'Sober' drunk-driving killer denied parole
Natasha Warren is serving three years in prison for killing Kassandra Kaulius
A Surrey woman serving a three-year sentence for killing another woman while driving drunk in May 2011 was denied parole on Wednesday.
Natasha Warren, now 36, struck Kassandra Kaulius, 22, as she drove home from a softball practice, and then fled the scene.
Warren was later found by police hiding in bushes with a blood alcohol level more than twice the legal limit for driving.
On Wednesday, she applied for parole after 10 months in jail, telling the Parole Board of Canada that she has committed herself to a life of sobriety.
Warren also said she would never drive again and that she has taken every course she could to better herself while behind bars.
However, the parole board concluded Warren lacks insight into her behaviour, and that she still poses an undue risk to the public.

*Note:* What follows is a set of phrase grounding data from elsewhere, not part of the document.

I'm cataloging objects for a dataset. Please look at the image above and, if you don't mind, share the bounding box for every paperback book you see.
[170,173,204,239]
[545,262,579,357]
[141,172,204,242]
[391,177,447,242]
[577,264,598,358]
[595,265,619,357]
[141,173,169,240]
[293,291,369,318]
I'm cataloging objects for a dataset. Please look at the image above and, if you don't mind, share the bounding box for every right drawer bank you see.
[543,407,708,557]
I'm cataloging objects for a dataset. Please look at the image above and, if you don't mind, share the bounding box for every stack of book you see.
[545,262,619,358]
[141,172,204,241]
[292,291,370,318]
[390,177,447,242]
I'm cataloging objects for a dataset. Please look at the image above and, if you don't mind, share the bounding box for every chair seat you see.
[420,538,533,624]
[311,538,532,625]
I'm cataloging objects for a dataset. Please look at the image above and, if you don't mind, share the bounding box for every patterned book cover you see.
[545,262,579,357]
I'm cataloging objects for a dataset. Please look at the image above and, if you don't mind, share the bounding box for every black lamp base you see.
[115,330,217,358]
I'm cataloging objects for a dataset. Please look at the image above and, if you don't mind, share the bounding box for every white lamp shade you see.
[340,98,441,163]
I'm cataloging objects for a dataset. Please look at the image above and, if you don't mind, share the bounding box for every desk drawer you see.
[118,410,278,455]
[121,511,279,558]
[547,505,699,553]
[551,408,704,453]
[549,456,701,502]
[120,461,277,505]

A bottle and a half of wine
During Warren's trial last year, it was revealed that she was travelling at 103 km/h when she collided with Kaulius and had consumed more than a bottle of wine before getting behind the wheel.

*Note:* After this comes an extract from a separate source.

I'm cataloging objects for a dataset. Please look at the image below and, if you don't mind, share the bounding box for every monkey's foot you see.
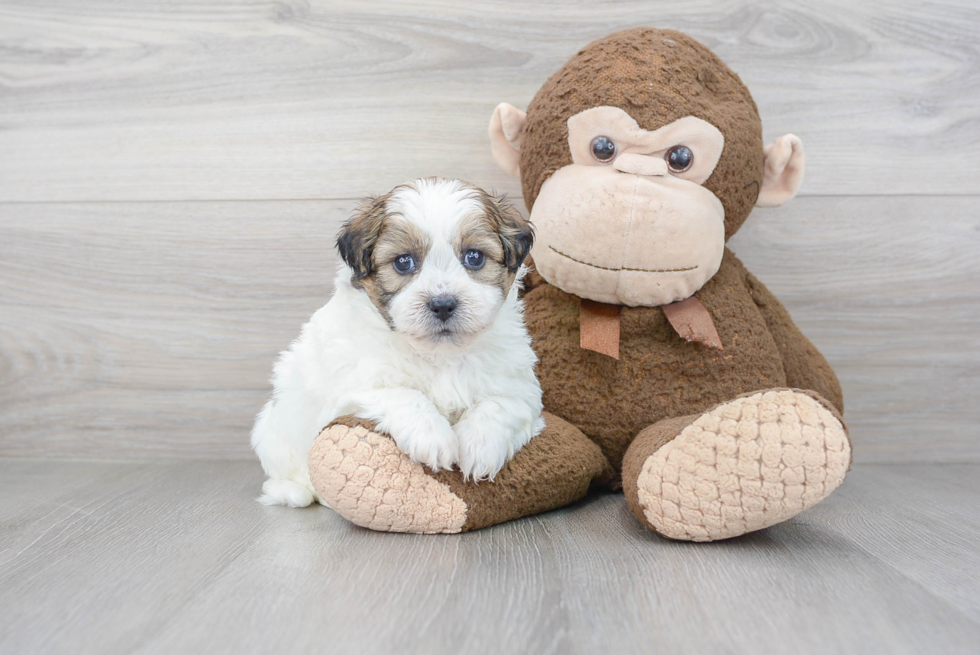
[308,413,612,534]
[308,418,467,534]
[623,389,851,542]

Additionally, Warren called her boyfriend rather than police after the accident, who told her keep the keys from the van and flee and to report the van stolen.
Warren eventually pleaded guilty to dangerous driving causing death, failing to stay at the scene and driving with a blood alcohol level higher than 0.08.

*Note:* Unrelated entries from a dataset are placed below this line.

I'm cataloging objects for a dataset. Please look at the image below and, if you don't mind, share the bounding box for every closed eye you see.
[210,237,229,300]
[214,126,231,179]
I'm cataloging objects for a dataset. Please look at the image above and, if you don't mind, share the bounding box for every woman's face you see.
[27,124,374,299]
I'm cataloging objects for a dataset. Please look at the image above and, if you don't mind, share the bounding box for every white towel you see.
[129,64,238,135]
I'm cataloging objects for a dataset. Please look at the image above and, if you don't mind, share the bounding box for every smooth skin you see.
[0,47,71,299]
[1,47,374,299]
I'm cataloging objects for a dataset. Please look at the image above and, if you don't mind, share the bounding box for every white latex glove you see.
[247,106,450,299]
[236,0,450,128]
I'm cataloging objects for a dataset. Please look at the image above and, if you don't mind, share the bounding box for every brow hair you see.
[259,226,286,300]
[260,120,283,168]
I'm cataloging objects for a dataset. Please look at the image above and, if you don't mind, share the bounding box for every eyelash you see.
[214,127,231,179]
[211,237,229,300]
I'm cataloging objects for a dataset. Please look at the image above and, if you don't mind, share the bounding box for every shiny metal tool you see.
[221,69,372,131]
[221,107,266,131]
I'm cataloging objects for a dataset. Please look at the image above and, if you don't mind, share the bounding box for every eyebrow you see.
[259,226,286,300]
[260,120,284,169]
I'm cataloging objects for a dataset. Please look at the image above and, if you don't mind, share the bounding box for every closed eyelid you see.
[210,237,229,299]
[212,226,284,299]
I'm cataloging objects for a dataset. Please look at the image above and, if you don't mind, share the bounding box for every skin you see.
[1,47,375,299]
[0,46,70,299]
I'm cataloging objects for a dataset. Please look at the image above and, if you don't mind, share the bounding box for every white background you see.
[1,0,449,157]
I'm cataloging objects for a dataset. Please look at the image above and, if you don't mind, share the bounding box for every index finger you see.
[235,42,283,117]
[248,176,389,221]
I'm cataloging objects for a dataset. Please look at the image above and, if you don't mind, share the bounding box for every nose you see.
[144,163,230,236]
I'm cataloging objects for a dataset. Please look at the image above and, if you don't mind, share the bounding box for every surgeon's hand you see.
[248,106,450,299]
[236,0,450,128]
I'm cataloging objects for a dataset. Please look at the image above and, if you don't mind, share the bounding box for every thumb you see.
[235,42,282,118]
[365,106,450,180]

The Kaulius family has been very vocal in their opposition to Warren's application for parole. Markita Kaulius, Kassandra's mother, was at the parole hearing on Wednesday.
"We are really pleased she is being held accountable by the parole board. It is really the first time in three years that, as a family, we feel that the justice system actually listened to the victim's family and did the right thing," said Markita.
Warren said little after her application was officially denied, but the parole board said she can re-apply in one year. Her statutory release date is set for January 2015.